After Ambassador Killgore's retirement from the foreign service, in addition to her work as a volunteer tutor two days a week in inner city schools, Mrs. Killgore was a volunteer with the Welcome to Washington organization, which assists diplomatic families arriving in the U.S. national capital. She also traveled frequently with her husband, who worked for two years as an international consultant before co-founding the American Educational Trust to promote mutual understanding between the United States and countries of the Middle East through publishing books and periodicals and acting as a national clearing house for books on the Middle East.

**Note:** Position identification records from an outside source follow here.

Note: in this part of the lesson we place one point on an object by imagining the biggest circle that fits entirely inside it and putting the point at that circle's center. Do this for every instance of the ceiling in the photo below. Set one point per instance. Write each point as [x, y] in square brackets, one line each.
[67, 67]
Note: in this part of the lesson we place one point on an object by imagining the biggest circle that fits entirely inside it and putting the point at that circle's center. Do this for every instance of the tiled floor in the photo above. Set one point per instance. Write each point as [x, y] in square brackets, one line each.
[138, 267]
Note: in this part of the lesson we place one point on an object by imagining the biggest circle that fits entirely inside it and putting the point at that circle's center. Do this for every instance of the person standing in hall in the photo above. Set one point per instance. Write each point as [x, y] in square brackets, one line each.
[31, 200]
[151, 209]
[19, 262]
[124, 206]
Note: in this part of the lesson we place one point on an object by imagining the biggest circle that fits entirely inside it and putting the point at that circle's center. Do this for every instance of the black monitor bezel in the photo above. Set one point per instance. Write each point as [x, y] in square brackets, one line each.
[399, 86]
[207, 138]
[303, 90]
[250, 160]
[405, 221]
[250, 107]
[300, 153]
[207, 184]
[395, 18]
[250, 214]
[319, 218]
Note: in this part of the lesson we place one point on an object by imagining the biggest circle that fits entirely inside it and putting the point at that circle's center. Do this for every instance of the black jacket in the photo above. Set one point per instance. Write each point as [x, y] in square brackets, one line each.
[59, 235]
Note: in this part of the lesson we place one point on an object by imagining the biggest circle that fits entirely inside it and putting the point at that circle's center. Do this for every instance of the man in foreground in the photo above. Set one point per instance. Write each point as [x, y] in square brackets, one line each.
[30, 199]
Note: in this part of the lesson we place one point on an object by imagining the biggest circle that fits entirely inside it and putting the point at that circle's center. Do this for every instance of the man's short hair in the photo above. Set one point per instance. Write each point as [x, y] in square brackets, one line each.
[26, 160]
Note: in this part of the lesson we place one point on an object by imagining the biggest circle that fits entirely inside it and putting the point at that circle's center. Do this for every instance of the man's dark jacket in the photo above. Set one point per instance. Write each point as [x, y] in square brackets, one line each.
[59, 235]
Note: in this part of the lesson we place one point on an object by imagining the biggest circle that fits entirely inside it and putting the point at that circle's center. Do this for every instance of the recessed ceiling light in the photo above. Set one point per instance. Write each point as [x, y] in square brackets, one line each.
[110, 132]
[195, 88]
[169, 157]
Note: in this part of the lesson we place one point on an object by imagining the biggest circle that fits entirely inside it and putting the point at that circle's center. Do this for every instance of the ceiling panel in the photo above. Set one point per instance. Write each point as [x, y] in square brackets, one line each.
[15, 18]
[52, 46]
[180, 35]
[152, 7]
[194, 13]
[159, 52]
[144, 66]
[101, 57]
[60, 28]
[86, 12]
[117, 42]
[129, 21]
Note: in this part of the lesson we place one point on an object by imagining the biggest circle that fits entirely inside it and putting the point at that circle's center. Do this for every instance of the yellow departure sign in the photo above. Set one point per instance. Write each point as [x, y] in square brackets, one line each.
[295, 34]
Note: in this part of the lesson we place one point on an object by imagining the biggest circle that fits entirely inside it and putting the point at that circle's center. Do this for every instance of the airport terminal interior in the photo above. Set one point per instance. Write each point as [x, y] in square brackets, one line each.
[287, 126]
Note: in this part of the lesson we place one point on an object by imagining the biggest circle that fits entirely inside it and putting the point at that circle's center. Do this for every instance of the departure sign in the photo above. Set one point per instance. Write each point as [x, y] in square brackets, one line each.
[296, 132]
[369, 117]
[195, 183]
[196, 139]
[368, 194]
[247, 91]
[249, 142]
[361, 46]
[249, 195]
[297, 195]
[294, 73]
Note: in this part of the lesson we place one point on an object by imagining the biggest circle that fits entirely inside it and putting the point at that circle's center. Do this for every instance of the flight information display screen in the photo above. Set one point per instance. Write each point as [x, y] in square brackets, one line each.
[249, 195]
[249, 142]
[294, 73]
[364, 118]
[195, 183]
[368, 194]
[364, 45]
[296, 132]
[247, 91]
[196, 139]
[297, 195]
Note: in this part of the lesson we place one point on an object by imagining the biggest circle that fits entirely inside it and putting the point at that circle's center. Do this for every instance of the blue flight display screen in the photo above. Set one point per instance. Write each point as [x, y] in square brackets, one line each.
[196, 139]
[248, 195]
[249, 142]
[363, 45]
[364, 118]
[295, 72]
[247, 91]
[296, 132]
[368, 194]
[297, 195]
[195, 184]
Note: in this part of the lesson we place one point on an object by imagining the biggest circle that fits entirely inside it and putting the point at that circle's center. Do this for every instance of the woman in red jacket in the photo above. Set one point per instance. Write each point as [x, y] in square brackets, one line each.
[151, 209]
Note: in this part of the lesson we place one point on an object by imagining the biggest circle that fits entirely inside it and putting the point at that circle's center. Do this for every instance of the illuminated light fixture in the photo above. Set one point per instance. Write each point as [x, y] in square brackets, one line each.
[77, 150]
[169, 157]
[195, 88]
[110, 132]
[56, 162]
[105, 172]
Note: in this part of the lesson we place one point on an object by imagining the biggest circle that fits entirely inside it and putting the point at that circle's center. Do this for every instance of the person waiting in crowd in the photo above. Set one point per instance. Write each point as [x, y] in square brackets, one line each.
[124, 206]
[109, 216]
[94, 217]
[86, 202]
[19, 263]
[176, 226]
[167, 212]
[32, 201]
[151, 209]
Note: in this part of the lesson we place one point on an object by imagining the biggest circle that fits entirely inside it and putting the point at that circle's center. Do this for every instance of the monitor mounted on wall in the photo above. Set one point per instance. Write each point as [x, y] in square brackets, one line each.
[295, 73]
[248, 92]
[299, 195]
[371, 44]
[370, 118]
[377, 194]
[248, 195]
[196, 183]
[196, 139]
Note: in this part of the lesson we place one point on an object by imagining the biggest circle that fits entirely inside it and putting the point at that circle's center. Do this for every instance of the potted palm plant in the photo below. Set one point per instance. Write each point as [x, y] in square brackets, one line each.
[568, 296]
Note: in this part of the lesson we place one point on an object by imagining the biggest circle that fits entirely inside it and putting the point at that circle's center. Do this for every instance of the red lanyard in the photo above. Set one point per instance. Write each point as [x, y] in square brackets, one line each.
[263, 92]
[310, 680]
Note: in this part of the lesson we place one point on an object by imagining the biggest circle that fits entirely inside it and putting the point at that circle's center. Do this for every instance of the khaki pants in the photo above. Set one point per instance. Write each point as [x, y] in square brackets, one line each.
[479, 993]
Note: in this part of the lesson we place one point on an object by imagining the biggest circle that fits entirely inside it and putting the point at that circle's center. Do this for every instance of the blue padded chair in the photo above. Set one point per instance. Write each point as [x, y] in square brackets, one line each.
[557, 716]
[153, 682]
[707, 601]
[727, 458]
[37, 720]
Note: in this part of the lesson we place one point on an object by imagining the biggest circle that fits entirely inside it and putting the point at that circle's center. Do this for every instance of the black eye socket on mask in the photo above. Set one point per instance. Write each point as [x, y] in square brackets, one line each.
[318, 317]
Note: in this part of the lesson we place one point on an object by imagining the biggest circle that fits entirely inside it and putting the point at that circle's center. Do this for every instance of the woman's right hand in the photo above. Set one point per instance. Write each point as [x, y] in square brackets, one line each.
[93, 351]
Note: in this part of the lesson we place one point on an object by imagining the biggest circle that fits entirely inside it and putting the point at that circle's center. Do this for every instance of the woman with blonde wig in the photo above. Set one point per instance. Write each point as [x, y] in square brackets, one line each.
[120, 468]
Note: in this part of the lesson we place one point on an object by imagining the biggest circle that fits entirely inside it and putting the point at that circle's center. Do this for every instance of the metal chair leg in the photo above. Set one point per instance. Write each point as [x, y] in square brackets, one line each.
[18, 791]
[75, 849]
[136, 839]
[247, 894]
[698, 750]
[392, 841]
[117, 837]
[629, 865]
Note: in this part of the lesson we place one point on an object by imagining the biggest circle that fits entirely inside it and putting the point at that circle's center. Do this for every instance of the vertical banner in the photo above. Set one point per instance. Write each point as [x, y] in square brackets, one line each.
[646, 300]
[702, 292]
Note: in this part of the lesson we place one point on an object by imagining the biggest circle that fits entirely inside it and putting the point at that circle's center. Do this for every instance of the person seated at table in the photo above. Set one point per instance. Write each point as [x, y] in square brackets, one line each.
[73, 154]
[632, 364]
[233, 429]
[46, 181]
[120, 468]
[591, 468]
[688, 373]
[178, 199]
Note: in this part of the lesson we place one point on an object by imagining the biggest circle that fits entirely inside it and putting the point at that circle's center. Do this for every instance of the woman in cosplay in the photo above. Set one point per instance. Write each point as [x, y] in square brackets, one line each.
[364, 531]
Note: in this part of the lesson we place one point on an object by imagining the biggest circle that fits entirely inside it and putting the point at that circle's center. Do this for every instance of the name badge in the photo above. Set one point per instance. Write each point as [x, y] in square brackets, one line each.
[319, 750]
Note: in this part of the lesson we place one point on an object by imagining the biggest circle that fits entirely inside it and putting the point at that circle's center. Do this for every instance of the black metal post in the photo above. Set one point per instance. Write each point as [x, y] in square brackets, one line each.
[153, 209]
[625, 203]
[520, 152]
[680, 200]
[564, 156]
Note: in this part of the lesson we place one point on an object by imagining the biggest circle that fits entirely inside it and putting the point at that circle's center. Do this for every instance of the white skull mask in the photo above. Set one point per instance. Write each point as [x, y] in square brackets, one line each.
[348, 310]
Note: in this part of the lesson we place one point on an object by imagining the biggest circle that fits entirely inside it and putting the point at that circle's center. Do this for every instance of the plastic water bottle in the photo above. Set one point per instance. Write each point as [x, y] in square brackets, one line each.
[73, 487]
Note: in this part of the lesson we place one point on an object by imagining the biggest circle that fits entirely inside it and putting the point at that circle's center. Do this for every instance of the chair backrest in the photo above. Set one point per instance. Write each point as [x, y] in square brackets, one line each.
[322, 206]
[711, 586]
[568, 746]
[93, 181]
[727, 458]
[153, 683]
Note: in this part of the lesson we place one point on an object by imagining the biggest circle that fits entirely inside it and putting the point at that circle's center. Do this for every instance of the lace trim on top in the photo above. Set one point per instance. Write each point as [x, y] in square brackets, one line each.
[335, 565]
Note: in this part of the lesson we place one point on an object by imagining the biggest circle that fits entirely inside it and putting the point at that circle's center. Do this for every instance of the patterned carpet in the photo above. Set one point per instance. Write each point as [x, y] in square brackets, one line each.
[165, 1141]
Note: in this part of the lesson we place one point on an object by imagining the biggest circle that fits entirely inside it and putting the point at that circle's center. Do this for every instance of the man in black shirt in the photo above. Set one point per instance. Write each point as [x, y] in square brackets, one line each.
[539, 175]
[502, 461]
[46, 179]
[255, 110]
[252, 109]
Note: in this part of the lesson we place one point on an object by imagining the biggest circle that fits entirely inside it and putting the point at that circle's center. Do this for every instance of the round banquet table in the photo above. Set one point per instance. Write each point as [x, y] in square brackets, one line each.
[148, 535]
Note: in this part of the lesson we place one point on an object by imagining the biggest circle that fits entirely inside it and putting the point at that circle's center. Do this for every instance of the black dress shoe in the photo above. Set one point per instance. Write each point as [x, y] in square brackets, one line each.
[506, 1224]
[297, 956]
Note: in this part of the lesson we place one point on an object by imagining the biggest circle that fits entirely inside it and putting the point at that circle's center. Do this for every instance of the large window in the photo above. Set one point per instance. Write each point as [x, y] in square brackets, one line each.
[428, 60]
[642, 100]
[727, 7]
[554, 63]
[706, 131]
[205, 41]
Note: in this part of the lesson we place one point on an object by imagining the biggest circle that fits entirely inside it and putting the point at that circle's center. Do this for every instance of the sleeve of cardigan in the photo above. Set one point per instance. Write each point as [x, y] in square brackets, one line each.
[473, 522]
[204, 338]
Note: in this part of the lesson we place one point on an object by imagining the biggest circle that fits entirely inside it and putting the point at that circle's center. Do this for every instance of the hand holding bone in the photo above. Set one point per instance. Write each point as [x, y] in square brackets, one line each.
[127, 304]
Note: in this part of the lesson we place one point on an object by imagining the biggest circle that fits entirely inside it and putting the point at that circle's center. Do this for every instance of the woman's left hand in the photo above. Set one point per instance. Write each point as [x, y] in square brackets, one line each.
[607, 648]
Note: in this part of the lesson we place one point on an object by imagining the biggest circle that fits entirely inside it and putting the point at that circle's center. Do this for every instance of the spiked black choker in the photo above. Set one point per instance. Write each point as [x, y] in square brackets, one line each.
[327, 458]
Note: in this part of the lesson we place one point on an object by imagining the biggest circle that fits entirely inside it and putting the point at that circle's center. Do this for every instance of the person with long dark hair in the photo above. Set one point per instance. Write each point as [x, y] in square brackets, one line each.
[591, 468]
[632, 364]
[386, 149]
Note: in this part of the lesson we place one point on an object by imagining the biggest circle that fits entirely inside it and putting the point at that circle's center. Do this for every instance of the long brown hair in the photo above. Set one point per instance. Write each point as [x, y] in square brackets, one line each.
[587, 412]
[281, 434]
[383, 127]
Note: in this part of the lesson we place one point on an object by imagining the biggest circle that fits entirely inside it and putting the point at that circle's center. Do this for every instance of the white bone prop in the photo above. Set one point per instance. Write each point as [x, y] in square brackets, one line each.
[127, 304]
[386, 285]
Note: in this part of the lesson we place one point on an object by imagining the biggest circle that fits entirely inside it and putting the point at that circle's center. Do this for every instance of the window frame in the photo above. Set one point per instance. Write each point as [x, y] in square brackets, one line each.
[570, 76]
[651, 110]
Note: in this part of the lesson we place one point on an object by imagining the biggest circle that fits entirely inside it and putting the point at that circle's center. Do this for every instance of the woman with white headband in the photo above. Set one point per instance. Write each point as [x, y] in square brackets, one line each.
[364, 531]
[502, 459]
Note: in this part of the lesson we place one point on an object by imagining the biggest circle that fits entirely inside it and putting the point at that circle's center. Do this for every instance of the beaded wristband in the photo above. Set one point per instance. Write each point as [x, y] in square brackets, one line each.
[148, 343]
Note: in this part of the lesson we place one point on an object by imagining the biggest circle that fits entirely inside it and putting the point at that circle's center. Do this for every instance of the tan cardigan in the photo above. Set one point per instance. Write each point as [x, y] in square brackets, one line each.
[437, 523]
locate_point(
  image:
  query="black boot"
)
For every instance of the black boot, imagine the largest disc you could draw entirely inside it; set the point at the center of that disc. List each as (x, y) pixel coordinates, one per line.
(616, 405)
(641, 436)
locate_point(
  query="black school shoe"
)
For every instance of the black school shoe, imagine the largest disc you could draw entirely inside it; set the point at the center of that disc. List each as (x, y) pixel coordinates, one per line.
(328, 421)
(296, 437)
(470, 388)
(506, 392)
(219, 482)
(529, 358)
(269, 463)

Mrs. Killgore died of complications of Lyme disease originally acquired during her residence in New Zealand.
She was born in Shawmut, Alabama, and took her B.A. as well as her M.A. at the University of Alabama. Her first husband, Captain Barry Nicholls, died in 1946 at Aberdeen, Maryland, while on active duty with the U.S. Army.
Survivors include twins from her first marriage, Elizabeth N. Krieger of Houston, TX, and Andrew N. Killgore of McLean, VA, two daughters from her second marriage, Dr. Jane G. Killgore of Bemidji, MN, and Roberta K. McInerney of Washington, DC, a brother, Ben Donald Davis of Valley, Alabama, and six grandchildren.
service will be held at 10 a.m. Thursday, July 3 at Arlington National
Cemetery with interment to follow. Rather than sending flowers, persons
wishing to express sympathy may send contributions to the DACOR-Bacon House
Foundation, 1801 F St. NW, Washington, DC 20006, or to the American Educational
Trust Library Endowment, 1902 18th St. NW, Washington, DC 20009.